Using all 400 lake-dates, the model had more explanatory power in the spring (N-limitaion-22% and P-limitation-35% of variance explained) than in the summer (N-limitation-7% and P-Limitation-12%). In the spring, the severity of N-limitation was positively associated with dry periods and forested watersheds, while P-limitation was positively associated with wet periods and agricultural landscapes. Phytoplankton in the intensively-sampled reservoir in the forested watershed were consistently N-limited with only a few instances of P-limitation, while the reservoir in the agricultural watershed was P-limited in all years and seasons, except in 2007 when phytoplankton became N-limited in mid-summer. 2007 had a seasonal drought with a PDSI of -1.5 for May through October.

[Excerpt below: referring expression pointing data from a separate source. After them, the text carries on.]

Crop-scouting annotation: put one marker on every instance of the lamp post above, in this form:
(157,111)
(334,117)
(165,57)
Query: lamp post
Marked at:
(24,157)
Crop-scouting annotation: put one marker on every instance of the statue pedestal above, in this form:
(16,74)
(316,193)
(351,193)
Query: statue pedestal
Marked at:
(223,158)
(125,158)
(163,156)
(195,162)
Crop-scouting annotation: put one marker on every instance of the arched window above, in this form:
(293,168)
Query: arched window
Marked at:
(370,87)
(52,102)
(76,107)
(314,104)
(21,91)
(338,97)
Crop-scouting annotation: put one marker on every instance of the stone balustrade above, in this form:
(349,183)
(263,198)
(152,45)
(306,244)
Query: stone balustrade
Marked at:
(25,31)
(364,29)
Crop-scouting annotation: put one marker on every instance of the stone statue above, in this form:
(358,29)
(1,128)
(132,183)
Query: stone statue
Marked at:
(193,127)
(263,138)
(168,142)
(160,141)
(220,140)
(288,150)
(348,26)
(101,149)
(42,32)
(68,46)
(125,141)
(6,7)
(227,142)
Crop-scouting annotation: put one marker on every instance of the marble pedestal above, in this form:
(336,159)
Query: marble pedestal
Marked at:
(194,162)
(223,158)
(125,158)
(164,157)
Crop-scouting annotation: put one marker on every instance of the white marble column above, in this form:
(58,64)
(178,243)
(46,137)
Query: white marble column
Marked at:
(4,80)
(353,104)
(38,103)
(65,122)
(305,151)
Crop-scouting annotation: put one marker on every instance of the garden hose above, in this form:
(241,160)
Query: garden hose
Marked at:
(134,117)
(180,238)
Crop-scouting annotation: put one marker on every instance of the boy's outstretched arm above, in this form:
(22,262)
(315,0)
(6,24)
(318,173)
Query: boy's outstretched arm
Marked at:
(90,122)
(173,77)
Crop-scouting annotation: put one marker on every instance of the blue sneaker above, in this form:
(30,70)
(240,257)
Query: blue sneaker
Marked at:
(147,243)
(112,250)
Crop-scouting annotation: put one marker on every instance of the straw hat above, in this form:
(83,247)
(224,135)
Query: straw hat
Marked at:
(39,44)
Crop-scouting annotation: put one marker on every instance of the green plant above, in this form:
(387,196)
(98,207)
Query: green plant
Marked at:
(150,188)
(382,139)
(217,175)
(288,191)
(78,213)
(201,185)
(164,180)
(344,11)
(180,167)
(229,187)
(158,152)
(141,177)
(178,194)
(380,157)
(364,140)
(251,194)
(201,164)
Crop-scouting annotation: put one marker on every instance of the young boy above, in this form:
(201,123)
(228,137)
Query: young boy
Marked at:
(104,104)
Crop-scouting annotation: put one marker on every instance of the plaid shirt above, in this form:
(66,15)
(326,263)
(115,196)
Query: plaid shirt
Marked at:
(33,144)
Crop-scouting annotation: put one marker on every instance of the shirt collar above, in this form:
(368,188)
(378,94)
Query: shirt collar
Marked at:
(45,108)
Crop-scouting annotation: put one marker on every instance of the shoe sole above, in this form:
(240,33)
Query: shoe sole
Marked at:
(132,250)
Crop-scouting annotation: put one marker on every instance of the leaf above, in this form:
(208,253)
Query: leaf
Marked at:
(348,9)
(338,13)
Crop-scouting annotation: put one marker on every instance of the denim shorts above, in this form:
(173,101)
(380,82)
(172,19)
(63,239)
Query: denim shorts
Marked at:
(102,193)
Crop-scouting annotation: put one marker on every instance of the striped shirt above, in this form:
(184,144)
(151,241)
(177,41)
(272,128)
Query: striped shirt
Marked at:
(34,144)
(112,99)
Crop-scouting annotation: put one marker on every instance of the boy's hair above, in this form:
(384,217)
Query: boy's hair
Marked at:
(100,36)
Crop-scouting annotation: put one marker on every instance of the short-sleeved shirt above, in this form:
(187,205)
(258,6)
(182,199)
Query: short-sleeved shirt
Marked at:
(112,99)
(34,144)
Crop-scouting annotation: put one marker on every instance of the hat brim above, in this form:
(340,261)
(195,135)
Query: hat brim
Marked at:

Phytoplankton in the reservoir in the mixed (agricultural/forested) watershed was always P-limited in the spring but switched to N-limitation during the summer. The drought-associated switch to N-limitation in the agricultural reservoir was reflected in the phytoplankton community, which was dominated by non-heterocystous cyanobacteria in most summers, but switched to heterocystous cyanobacteria in 2007. Our results show that climate and watershed land use interactively determine phytoplankton nutrient limitation status  and species composition.